Chromatography Forum

I am using a LunaNH2 column for separation of some very polar analytes after recommendation of the supplier, Phenomenex. Although I am getting reasonable separation, I'm finding that the peak shape (fronting) is getting worse within a few weeks of use. I can improve the fronting by lowering the sample concentration, but I am concerned about the rapid change in performance of the column.

Please let me know if you have much experience with the lifetime and inter-column robustness of LunaNH2 columns and how it compares with other NH2 columns such as Hypersil-APS-2.
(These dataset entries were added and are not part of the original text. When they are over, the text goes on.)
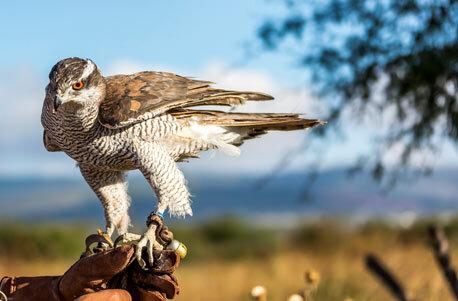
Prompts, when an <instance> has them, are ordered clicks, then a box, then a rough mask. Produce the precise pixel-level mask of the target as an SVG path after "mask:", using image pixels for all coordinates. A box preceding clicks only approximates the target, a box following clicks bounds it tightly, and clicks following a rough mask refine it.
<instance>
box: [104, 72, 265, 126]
mask: <svg viewBox="0 0 458 301" xmlns="http://www.w3.org/2000/svg"><path fill="white" fill-rule="evenodd" d="M212 84H213V83H212V82H209V81H202V80H195V79H191V78H187V77H183V76H180V75H176V74H173V73H168V72H153V71H144V72H139V73H135V74H132V75H115V76H110V77H107V78H106V87H107V88H106V97H105V100H104V101H103V102H102V104H101V106H100V114H99V116H100V122H101V123H102V124H103V125H105V126H107V127H111V128H117V127H123V126H125V125H129V124H132V123H135V122H138V121H141V120H145V119H148V118H152V117H155V116H158V115H161V114H164V113H165V112H168V111H170V110H173V109H177V108H187V107H194V106H204V105H219V106H234V105H241V104H243V103H245V102H246V101H247V100H253V101H264V100H271V99H273V97H272V96H270V95H268V94H264V93H257V92H239V91H228V90H222V89H216V88H212V87H211V85H212Z"/></svg>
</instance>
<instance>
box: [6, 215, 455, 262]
mask: <svg viewBox="0 0 458 301" xmlns="http://www.w3.org/2000/svg"><path fill="white" fill-rule="evenodd" d="M432 223H438V221H437V220H434V219H424V220H419V221H418V222H416V223H414V224H413V225H411V226H409V227H400V226H396V225H393V224H392V223H388V222H385V221H371V222H367V223H365V224H362V225H358V226H352V225H349V224H348V223H347V222H346V221H344V220H342V221H336V220H327V219H325V220H322V221H319V222H314V223H304V224H299V225H297V226H295V227H292V228H278V229H276V228H273V227H272V226H270V225H269V226H267V225H257V224H253V223H249V222H247V221H244V220H240V219H235V218H231V217H226V218H218V219H215V220H212V221H208V222H205V223H202V224H186V225H185V224H181V223H178V224H172V225H171V226H170V228H171V229H172V231H173V232H174V234H175V237H176V238H177V239H178V240H180V241H182V242H183V243H185V244H186V245H187V247H188V249H189V253H188V257H187V258H189V259H190V260H189V261H193V262H196V261H197V262H198V261H200V260H215V261H220V260H229V261H230V260H235V259H241V258H246V259H250V260H264V259H267V258H273V257H275V256H276V255H278V254H279V253H281V252H284V251H299V252H303V251H307V252H312V253H315V252H319V254H331V253H336V252H339V250H343V249H345V250H348V249H349V248H350V249H351V248H354V249H355V250H361V249H368V248H370V247H371V246H376V245H380V243H382V244H393V245H398V246H399V245H400V246H402V245H409V244H423V245H426V244H427V238H428V236H427V234H426V233H427V232H426V229H427V226H428V225H430V224H432ZM441 224H442V226H444V230H445V231H446V233H447V235H448V237H449V238H450V241H451V242H458V219H451V220H449V221H447V222H442V223H441ZM91 231H93V227H89V226H87V225H81V224H64V225H61V224H43V225H41V224H40V225H30V224H19V223H2V224H0V257H6V258H18V259H21V260H31V259H34V260H35V259H40V258H42V259H59V258H60V259H75V258H78V257H79V256H80V255H81V252H82V251H83V249H84V238H85V237H86V236H87V235H88V234H90V233H92V232H91ZM137 232H138V231H137ZM454 244H455V243H454ZM457 244H458V243H457ZM186 262H188V260H185V261H184V263H185V264H186Z"/></svg>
Talk to Phenomenex, point out your concerns, and nicely ask how they plan to resolve the situation.

They should react in some positive way. If not, consider other suppliers ( eg Agilent, Waters ), noting that some amino columns are more fragile than others, and good columns probably cost a little more.

Please keep having fun,

Bruce Hamilton

Give them a call, let them know what the problem is, and substantiate your position with data. Let them know about the sample matrix, what you do to prepare the samples, mobile phase composition, prep,and so forth I've always found Phenomenex' customer service to be excellent.
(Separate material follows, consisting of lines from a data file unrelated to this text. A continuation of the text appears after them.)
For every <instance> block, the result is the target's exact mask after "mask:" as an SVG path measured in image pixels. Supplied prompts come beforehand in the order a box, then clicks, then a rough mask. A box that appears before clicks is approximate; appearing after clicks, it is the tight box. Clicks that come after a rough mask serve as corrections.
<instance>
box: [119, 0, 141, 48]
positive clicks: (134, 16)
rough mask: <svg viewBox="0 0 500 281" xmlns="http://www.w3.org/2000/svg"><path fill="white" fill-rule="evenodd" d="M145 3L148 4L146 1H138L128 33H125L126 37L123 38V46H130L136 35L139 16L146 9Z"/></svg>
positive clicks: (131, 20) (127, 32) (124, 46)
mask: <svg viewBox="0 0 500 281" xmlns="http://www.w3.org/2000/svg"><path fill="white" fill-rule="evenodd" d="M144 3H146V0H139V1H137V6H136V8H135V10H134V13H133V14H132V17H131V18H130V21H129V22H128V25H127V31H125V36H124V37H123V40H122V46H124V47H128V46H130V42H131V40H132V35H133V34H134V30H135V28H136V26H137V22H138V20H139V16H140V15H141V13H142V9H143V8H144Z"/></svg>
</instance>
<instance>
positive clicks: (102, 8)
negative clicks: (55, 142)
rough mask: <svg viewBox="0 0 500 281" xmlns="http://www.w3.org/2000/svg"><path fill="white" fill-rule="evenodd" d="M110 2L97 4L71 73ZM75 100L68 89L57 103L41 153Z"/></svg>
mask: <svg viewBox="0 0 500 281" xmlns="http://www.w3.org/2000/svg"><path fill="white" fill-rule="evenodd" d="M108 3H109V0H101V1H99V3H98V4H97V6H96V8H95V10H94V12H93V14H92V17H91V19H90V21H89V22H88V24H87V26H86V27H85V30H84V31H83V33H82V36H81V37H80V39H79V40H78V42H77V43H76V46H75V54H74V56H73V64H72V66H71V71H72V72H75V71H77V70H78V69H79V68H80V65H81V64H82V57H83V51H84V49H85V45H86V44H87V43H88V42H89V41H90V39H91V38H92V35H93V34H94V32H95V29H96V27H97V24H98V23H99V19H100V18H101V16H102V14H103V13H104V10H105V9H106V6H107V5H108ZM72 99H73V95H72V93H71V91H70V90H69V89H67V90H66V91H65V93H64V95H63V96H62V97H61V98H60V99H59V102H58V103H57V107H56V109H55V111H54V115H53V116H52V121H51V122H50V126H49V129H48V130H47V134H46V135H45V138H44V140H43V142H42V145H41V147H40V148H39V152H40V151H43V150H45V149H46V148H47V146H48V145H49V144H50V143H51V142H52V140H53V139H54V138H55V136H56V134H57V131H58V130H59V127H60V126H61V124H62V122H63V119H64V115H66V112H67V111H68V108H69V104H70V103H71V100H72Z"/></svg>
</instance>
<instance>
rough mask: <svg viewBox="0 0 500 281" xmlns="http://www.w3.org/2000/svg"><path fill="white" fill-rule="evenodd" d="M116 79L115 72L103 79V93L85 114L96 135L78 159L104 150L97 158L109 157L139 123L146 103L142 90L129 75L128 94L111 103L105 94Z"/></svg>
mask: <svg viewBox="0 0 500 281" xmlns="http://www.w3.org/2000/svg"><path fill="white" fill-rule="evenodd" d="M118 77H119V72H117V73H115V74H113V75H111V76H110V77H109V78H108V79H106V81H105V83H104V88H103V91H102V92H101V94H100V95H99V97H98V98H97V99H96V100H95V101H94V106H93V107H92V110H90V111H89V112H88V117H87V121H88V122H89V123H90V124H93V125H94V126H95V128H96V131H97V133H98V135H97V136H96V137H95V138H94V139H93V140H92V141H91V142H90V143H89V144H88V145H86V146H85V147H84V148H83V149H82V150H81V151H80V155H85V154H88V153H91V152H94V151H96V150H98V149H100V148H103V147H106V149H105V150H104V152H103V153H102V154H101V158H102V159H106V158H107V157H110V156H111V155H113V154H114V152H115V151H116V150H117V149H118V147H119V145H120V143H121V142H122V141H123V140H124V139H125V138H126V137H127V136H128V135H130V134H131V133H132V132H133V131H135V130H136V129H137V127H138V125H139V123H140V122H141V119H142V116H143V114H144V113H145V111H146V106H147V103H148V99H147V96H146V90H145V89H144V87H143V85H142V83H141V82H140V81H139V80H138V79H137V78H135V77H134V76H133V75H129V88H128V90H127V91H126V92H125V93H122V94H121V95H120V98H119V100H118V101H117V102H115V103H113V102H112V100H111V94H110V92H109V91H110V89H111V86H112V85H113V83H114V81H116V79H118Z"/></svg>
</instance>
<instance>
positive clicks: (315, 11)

I agree with juddc. This problem is most likely due to sample prep. I would look at the following:

a). sample cleanup procedure

b). sample diluent composition - should be similar to mobile phase
(but not always possible)

c). sample diluent buffer / ionic strength, ect. My guess is peak shape could be improved if you are able to increase the buffer capacity of either the mobile phase or sample diluent (or both). This would be consistent with the observation of injecting less solute and seeing improved peak shape.

I would also like to say that if you are unhappy with the particular of NH2 phase you are using, you can shop around. Ask the vendors to show you durability / reproduciblity data. I would argue that it's very easy to differentiate between good and bad NH2 phases (based on data).
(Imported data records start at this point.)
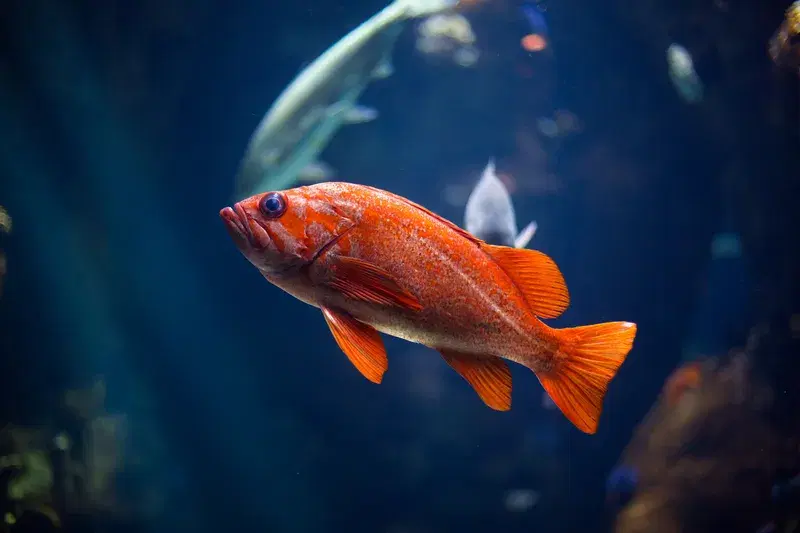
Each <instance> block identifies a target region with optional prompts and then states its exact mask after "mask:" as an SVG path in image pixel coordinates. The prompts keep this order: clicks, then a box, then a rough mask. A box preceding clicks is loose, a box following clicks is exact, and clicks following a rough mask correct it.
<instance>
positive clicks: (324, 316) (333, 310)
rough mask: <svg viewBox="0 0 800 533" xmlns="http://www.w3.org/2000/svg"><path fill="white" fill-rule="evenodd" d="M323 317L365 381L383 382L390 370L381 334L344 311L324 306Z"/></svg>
mask: <svg viewBox="0 0 800 533" xmlns="http://www.w3.org/2000/svg"><path fill="white" fill-rule="evenodd" d="M322 316H324V317H325V322H327V323H328V327H329V328H330V329H331V333H333V338H334V339H336V344H338V345H339V348H341V350H342V351H343V352H344V353H345V355H346V356H347V358H348V359H350V362H351V363H353V365H354V366H355V367H356V368H357V369H358V371H359V372H361V374H362V375H363V376H364V377H365V378H367V379H368V380H370V381H371V382H373V383H380V382H381V381H382V380H383V374H384V373H385V372H386V370H387V369H388V368H389V360H388V359H387V358H386V348H384V347H383V340H382V339H381V336H380V333H378V332H377V330H376V329H375V328H373V327H372V326H370V325H368V324H364V323H363V322H359V321H358V320H356V319H355V318H353V317H351V316H350V315H348V314H347V313H344V312H342V311H336V310H333V309H329V308H327V307H323V308H322Z"/></svg>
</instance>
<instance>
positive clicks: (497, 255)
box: [482, 244, 569, 318]
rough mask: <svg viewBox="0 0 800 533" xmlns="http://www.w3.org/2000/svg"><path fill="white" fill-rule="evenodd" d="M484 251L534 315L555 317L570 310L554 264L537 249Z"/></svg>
mask: <svg viewBox="0 0 800 533" xmlns="http://www.w3.org/2000/svg"><path fill="white" fill-rule="evenodd" d="M482 248H483V250H484V251H486V253H488V254H489V255H490V256H491V257H492V259H494V260H495V262H497V264H498V265H500V268H502V269H503V271H505V273H506V274H507V275H508V277H509V278H511V281H513V282H514V285H516V286H517V288H518V289H519V290H520V291H521V292H522V294H523V295H524V296H525V301H526V302H528V306H529V307H530V308H531V311H532V312H533V314H534V315H536V316H538V317H541V318H557V317H559V316H561V313H563V312H564V311H565V310H566V309H567V307H569V291H568V290H567V284H566V282H565V281H564V276H563V275H562V274H561V271H560V270H559V269H558V266H557V265H556V264H555V262H554V261H553V260H552V259H550V257H548V256H547V255H545V254H543V253H542V252H539V251H536V250H527V249H518V248H509V247H507V246H493V245H491V244H484V245H483V246H482Z"/></svg>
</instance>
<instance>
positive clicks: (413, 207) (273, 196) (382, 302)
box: [220, 182, 636, 433]
mask: <svg viewBox="0 0 800 533" xmlns="http://www.w3.org/2000/svg"><path fill="white" fill-rule="evenodd" d="M220 216H221V217H222V219H223V221H224V222H225V225H226V227H227V229H228V232H229V233H230V235H231V237H232V238H233V240H234V241H235V243H236V245H237V247H238V248H239V250H240V251H241V252H242V254H244V256H245V257H246V258H247V259H248V260H249V261H250V262H251V263H252V264H253V265H254V266H255V267H256V268H258V270H259V271H260V272H261V274H262V275H263V276H264V277H265V278H267V280H269V281H270V282H271V283H273V284H274V285H277V286H278V287H280V288H281V289H283V290H284V291H286V292H288V293H289V294H291V295H292V296H294V297H295V298H298V299H299V300H302V301H303V302H305V303H307V304H309V305H313V306H314V307H317V308H319V309H320V310H321V311H322V315H323V316H324V317H325V320H326V321H327V323H328V327H330V330H331V333H333V337H334V339H336V342H337V343H338V345H339V348H341V349H342V351H343V352H344V353H345V354H346V355H347V357H348V358H349V359H350V362H351V363H353V365H355V367H356V368H357V369H358V370H359V371H360V372H361V373H362V374H363V375H364V377H366V378H367V379H369V380H370V381H372V382H374V383H380V382H381V380H382V379H383V374H384V372H386V370H387V368H388V360H387V358H386V350H385V348H384V346H383V341H382V340H381V337H380V335H379V334H378V332H383V333H386V334H388V335H392V336H394V337H399V338H401V339H406V340H408V341H411V342H416V343H420V344H423V345H425V346H428V347H431V348H433V349H435V350H438V351H439V353H440V354H441V355H442V357H443V358H444V360H445V361H446V362H447V363H448V364H449V365H450V366H451V367H452V368H453V369H454V370H455V371H456V372H458V373H459V374H460V375H461V376H462V377H463V378H464V379H465V380H466V381H467V382H468V383H469V384H470V385H471V386H472V387H473V388H474V389H475V391H476V392H477V393H478V396H480V398H481V399H482V400H483V401H484V403H486V405H488V406H489V407H491V408H492V409H496V410H499V411H507V410H509V409H510V408H511V373H510V371H509V368H508V364H507V363H506V361H505V360H509V361H514V362H516V363H519V364H521V365H524V366H526V367H528V368H529V369H531V370H532V371H533V372H535V373H536V376H537V377H538V378H539V381H540V382H541V384H542V385H543V386H544V388H545V390H546V391H547V393H548V394H549V395H550V397H551V398H552V399H553V402H554V403H555V404H556V405H557V406H558V408H559V409H561V411H562V412H563V413H564V415H565V416H566V417H567V418H568V419H569V420H570V421H571V422H572V423H573V424H574V425H575V426H576V427H577V428H578V429H580V430H581V431H583V432H585V433H595V432H596V431H597V425H598V420H599V418H600V412H601V410H602V402H603V397H604V396H605V393H606V389H607V387H608V383H609V381H611V379H612V378H613V377H614V375H615V374H616V372H617V370H618V369H619V367H620V365H621V364H622V362H623V361H624V360H625V357H626V356H627V354H628V352H629V351H630V350H631V347H632V346H633V339H634V337H635V335H636V325H635V324H632V323H630V322H609V323H605V324H597V325H593V326H583V327H576V328H564V329H554V328H550V327H548V326H547V325H545V324H544V323H542V322H541V320H539V318H555V317H557V316H559V315H561V313H562V312H563V311H564V310H565V309H566V308H567V306H568V305H569V293H568V292H567V287H566V284H565V283H564V278H563V276H562V275H561V272H560V271H559V270H558V267H557V266H556V264H555V263H554V262H553V260H552V259H550V258H549V257H548V256H546V255H545V254H543V253H541V252H537V251H534V250H525V249H516V248H508V247H505V246H492V245H489V244H486V243H485V242H483V241H481V240H479V239H477V238H476V237H474V236H472V235H471V234H469V233H467V232H466V231H465V230H463V229H461V228H459V227H458V226H456V225H455V224H453V223H452V222H450V221H448V220H446V219H444V218H442V217H440V216H439V215H436V214H435V213H433V212H431V211H429V210H428V209H425V208H424V207H422V206H420V205H417V204H415V203H414V202H411V201H410V200H407V199H405V198H402V197H400V196H397V195H395V194H392V193H389V192H386V191H382V190H380V189H376V188H374V187H368V186H365V185H354V184H351V183H331V182H328V183H319V184H315V185H311V186H307V187H298V188H295V189H289V190H286V191H278V192H268V193H264V194H259V195H256V196H253V197H251V198H248V199H246V200H242V201H241V202H239V203H237V204H235V205H234V206H233V207H232V208H231V207H226V208H224V209H222V211H220Z"/></svg>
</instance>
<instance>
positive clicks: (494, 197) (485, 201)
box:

We can provide such durability / reproducibility data for our NH2 phase. If you're interested, let me know and I can forward it on to you.

Are you running aldehyde or ketones in your matrix. If so, NH2 is a definite no-no.

Can you elaborate on the conditions of your run. Tailing and fronting can be pretty bad on a NH2 column - unless the right conditions are chosen.

If a chance exists, I will shift to a CN or OH column instead of NH2.

Though it may not be the cause of your problem, amino columns can accumlate "junk" from the mobile phase. You can reduce this by putting an amino phase filter between the pump and autosampler. The Phenomenex column guide has a cleaning procedure that you can try, if you haven't already.